He wheeled, and came to me so swiftly that I shrank back in my chair with alarm, his action was so sudden, and, peering into my face, he said, glancing, as I thought, anxiously at the jailer, “Blow—blow—how blow us all to pieces, m’sieu’?” He eyed me with suspicion, and I could see that he felt like some hurt animal among its captors, ready to fight, yet not knowing from what point danger would come. Something pregnant in what I said had struck home, yet I could not guess then what it was, though afterwards it came to me with great force and vividness.
“I meant nothing, Voban,” answered I, “save that you look dangerous.”
I half put out my hand to touch his arm in a friendly way, but I saw that the jailer was watching, and I did not. Voban felt what I was about to do, and his face instantly softened, and his blood-shot eyes gave me a look of gratitude. Then he said:
“I will tell you what happen next I know the palace very well, and when I see the Intendant and M’sieu’ Doltaire and others leave the ballroom I knew that they go to the chamber which they call ‘la Chambre de la Joie,’ to play at cards. So I steal away out of the crowd into a passage which, as it seem, go nowhere, and come quick, all at once, to a bare wall. But I know the way. In one corner of the passage I press a spring, and a little panel open. I crawl through and close it behin’. Then I feel my way along the dark corner till I come to another panel. This I open, and I see light. You ask how I can do this? Well, I tell you. There is the valet of Bigot, he is my friend. You not guess who it is? No? It is a man whose crime in France I know. He was afraid when he saw me here, but I say to him, ‘No, I will not speak—never’; and he is all my friend just when I most need. Eh, voila, I see light, as I said, and I push aside heavy curtains ver’ little, and there is the Chamber of the Joy below. There they all are, the Intendant and the rest, sitting down to the tables. There was Capitaine Lancy, M’sieu’ Cadet, M’sieu’ Cournal, M’sieu’ le Chevalier de Levis, and M’sieu’ le Generale, le Marquis de Montcalm. I am astonish to see him there, the great General, in his grand coat of blue and gold and red, and laces tres beau at his throat, with a fine jewel. Ah, he is not ver’ high on his feet, but he has an eye all fire, and a laugh come quick to his lips, and he speak ver’ galant, but he never let them, Messieurs Cadet, Marin, Lancy, and the rest, be thick friends with him. They do not clap their hands on his shoulder comme le bon camarade—non!
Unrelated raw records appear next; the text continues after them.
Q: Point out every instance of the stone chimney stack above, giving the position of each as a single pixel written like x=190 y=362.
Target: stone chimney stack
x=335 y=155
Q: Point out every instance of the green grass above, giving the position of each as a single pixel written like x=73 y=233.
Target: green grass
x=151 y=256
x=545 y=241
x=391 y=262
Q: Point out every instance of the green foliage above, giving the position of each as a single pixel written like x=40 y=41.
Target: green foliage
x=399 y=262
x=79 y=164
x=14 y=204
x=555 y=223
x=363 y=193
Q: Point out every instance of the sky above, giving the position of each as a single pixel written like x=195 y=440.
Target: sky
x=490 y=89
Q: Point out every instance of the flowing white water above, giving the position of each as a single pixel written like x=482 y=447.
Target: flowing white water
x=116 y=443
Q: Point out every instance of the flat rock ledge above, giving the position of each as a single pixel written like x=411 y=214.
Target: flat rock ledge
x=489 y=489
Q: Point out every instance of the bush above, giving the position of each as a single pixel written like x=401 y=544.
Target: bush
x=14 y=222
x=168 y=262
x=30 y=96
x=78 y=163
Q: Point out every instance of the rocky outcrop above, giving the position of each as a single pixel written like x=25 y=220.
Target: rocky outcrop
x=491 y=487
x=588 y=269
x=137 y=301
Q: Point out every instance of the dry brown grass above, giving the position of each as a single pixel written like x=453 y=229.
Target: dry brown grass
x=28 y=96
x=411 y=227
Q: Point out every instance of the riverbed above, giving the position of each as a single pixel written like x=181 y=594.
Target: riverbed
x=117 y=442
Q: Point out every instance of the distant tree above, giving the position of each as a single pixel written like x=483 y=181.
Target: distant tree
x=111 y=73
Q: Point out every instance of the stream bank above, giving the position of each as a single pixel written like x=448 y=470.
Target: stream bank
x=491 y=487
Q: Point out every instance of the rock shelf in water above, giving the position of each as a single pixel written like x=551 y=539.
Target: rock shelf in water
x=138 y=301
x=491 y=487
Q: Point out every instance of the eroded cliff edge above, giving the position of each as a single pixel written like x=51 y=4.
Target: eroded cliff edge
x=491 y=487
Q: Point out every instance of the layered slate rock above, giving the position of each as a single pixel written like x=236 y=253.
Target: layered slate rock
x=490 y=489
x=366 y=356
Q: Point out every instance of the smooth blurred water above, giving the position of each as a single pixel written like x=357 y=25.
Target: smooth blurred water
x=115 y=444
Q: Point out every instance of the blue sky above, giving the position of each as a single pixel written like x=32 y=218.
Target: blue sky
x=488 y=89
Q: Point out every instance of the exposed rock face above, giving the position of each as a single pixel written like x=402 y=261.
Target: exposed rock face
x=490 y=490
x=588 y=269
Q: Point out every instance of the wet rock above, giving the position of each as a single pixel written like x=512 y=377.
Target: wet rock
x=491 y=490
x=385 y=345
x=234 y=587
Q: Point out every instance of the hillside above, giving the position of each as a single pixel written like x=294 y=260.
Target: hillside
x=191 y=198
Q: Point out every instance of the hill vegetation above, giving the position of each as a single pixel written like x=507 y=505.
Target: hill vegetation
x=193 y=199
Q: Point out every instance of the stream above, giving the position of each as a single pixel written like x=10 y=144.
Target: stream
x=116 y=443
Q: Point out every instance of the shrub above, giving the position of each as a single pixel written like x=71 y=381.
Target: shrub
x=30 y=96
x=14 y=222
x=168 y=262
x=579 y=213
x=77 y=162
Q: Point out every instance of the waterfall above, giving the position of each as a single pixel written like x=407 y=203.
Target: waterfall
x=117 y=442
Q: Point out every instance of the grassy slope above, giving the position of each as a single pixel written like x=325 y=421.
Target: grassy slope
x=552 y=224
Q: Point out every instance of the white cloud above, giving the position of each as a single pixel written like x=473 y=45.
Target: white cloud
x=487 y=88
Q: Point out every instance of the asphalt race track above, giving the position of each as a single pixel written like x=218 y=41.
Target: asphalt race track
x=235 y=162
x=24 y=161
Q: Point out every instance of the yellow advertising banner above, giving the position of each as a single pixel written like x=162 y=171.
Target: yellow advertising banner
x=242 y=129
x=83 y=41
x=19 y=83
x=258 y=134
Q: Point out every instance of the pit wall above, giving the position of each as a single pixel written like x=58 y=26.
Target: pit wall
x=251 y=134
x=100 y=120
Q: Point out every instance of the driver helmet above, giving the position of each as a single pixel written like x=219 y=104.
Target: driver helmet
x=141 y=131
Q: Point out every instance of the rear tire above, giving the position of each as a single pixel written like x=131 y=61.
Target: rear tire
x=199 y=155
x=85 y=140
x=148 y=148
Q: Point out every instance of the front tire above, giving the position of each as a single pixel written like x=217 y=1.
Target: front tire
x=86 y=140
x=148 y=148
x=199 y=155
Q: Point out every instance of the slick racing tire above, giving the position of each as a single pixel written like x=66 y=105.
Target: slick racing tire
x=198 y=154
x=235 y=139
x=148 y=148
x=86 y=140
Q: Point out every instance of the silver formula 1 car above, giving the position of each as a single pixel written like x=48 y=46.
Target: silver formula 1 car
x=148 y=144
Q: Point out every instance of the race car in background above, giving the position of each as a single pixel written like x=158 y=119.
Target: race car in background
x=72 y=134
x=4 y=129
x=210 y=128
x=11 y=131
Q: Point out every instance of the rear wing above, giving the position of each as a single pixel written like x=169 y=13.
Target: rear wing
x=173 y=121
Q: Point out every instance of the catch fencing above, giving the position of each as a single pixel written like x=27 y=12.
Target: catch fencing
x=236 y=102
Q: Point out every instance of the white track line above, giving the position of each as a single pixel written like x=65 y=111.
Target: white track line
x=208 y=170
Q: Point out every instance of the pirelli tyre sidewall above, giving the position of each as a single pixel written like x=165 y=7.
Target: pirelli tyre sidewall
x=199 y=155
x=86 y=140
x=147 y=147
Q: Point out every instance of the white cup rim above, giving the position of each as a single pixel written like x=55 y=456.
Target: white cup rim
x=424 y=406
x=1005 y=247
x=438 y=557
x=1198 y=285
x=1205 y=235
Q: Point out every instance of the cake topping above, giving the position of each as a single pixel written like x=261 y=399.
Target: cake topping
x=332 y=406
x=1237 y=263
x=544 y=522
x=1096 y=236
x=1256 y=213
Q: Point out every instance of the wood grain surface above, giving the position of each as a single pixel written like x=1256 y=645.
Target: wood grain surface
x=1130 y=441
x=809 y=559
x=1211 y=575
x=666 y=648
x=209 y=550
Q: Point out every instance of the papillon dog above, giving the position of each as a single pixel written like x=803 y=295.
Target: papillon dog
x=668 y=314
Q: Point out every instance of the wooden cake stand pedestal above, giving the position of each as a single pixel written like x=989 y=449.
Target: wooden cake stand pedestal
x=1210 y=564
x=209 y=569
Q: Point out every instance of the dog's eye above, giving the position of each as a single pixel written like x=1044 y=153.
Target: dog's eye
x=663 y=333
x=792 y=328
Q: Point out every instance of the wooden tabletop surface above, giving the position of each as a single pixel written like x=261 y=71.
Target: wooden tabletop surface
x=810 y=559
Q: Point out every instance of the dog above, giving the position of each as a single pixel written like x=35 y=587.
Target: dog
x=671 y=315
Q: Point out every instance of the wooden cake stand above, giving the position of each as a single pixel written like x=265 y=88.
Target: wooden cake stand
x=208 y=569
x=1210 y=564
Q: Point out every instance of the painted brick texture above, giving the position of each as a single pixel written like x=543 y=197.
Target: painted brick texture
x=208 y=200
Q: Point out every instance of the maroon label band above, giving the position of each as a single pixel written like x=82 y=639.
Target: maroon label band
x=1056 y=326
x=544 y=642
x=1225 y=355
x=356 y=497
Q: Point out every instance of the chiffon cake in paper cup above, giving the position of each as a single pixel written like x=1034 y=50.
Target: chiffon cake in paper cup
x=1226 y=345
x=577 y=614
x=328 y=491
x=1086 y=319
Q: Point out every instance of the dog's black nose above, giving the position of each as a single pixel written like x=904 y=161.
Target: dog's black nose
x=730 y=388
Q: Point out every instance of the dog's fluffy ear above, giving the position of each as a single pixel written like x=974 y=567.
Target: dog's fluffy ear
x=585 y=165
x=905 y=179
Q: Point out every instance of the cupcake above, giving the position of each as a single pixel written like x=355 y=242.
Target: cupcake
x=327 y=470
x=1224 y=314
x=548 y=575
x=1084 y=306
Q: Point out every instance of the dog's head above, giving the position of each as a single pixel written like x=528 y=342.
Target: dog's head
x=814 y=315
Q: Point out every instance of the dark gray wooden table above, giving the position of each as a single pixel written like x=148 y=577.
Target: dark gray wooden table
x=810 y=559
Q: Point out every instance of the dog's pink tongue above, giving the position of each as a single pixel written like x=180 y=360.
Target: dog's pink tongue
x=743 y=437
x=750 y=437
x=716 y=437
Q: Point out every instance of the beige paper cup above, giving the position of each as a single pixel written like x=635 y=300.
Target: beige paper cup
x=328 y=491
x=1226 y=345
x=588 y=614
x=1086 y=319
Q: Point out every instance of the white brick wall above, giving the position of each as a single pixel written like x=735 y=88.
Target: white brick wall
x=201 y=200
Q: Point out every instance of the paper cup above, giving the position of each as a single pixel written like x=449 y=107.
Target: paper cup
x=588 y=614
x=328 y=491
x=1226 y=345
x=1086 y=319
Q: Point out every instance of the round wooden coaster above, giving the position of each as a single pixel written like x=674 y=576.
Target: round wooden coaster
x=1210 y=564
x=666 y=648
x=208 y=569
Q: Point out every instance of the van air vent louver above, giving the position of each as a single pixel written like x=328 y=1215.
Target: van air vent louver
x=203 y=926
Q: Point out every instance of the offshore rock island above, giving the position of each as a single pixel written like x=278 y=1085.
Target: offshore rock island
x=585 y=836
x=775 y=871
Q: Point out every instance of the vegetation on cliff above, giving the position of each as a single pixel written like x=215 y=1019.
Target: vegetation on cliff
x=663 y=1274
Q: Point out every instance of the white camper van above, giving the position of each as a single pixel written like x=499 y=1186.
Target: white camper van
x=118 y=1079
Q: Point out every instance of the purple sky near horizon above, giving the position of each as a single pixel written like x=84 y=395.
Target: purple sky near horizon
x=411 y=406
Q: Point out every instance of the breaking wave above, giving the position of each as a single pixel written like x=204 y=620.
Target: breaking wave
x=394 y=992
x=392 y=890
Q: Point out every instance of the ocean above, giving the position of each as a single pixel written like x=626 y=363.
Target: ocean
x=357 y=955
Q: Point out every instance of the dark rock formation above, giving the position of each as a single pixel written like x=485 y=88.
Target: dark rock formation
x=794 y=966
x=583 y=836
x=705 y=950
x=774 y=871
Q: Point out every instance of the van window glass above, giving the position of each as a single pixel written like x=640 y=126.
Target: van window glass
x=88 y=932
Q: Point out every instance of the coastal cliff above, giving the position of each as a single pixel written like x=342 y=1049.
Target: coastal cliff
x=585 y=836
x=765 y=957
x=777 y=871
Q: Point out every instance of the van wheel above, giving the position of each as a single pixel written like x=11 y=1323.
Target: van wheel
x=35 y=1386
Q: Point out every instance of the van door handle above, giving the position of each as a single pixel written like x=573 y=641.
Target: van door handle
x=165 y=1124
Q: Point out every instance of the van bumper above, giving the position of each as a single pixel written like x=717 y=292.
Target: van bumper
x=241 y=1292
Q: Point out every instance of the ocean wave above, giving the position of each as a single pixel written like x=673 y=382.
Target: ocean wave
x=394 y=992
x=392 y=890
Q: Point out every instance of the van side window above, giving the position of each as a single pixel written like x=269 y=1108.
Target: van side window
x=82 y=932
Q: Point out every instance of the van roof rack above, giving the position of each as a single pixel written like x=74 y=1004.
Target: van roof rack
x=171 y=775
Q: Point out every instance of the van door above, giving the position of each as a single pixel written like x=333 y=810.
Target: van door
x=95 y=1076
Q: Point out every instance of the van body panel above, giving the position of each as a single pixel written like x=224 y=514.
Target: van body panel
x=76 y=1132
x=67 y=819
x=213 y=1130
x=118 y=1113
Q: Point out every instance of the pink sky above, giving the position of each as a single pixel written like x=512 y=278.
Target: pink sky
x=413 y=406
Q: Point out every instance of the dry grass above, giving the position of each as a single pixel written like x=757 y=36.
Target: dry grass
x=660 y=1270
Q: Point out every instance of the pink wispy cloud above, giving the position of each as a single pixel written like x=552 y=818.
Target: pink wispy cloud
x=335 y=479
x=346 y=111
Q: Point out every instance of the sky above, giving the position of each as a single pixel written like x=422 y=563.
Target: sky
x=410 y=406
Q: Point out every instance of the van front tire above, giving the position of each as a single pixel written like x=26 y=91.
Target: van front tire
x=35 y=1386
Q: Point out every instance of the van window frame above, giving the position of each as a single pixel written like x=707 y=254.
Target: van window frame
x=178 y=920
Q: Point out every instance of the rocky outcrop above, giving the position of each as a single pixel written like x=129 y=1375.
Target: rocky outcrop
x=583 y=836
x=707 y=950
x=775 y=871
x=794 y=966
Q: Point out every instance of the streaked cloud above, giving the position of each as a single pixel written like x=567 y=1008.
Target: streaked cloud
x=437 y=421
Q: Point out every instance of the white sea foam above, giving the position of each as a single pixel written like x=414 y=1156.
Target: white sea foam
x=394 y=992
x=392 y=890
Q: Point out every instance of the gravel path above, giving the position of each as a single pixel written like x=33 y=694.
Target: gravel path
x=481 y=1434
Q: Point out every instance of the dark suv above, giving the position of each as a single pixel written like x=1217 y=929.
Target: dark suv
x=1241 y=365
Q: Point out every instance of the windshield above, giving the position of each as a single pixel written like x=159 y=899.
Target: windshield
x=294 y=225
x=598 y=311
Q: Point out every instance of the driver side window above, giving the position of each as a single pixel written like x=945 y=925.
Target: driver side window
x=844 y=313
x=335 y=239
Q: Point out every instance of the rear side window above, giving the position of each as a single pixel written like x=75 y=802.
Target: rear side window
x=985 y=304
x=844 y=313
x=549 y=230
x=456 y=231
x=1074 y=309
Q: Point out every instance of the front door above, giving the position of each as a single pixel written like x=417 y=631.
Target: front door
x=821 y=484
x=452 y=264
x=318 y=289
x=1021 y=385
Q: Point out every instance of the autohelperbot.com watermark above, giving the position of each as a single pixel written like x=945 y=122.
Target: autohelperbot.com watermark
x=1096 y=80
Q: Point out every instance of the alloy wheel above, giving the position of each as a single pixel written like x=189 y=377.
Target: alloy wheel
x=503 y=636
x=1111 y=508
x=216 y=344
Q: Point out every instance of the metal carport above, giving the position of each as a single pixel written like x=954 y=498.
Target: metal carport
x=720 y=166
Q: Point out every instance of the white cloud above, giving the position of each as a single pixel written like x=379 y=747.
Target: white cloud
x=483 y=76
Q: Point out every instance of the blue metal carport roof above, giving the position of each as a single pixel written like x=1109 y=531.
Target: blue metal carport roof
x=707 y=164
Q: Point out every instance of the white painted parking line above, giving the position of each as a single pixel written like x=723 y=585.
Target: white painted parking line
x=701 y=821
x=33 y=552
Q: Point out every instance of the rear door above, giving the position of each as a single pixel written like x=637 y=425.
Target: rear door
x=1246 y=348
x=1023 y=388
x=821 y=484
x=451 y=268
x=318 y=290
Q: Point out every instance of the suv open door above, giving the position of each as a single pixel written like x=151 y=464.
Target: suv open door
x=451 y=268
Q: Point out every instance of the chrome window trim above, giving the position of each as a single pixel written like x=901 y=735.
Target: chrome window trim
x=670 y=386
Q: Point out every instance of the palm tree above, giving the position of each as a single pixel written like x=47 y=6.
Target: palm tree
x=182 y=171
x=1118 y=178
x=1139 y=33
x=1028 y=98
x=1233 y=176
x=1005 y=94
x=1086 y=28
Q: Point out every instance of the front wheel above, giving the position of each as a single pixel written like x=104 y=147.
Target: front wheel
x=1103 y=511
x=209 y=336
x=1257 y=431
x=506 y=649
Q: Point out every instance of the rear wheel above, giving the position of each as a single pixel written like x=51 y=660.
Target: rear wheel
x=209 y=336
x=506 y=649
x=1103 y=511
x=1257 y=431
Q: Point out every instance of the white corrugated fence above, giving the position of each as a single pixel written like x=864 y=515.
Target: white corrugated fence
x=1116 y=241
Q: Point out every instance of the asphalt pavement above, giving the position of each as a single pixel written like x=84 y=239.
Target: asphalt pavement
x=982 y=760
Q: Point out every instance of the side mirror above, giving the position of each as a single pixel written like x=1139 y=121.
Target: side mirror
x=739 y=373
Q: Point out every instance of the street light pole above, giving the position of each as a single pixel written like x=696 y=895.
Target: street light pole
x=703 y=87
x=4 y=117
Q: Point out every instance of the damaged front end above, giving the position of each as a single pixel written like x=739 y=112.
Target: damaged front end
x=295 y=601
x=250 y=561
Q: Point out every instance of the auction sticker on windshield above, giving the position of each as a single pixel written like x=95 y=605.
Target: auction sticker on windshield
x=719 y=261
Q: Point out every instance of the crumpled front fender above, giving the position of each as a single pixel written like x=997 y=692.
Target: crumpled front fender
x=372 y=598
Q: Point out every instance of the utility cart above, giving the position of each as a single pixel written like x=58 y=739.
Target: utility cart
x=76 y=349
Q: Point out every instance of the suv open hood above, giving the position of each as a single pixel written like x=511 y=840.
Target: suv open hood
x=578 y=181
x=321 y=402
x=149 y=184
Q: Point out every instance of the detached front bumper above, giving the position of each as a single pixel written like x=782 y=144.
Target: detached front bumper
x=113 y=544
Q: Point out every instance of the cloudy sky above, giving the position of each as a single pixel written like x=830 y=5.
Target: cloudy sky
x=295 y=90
“Well, they sit down to play, and soon there is much noise and laughing, and then sometimes a silence, and then again the noise, and you can see one snuff a candle with the points of two rapiers, or hear a sword jangle at a chair, or listen to some one sing ver’ soft a song as he hold a good hand of cards, or the ring of louis on the table, or the sound of glass as it break on the floor. And once a young gentleman—alas! he is so young—he get up from his chair, and cry out, ‘All is lost! I go to die!’ He raise a pistol to his head; but M’sieu’ Doltaire catch his hand, and say quite soft and gentle, ‘No, no, mon enfant, enough of making fun of us. Here is the hunder’ louis I borrow of you yesterday. Take your revenge.’ The lad sit down slow, looking ver’ strange at M’sieu’ Doltaire. And it is true: he took his revenge out of M’sieu’ Cadet, for he win—I saw it—three hunder’ louis. Then M’sieu’ Doltaire lean over to him and say, ‘M’sieu’, you will carry for me a message to the citadel for M’sieu’ Ramesay, the commandant.’ Ah, it was a sight to see M’sieu’ Cadet’s face, going this way and that. But it was no use: the young gentleman pocket his louis, and go away with a letter from M’sieu’ Doltaire. But M’sieu’ Doltaire, he laugh in the face of M’sieu’ Cadet, and say ver’ pleasant, ‘That is a servant of the King, m’sieu’, who live by his sword alone. Why should civilians be so greedy? Come, play, M’sieu’ Cadet. If M’sieu’ the General will play with me, we two will what we can do with you and his Excellency the Intendant.’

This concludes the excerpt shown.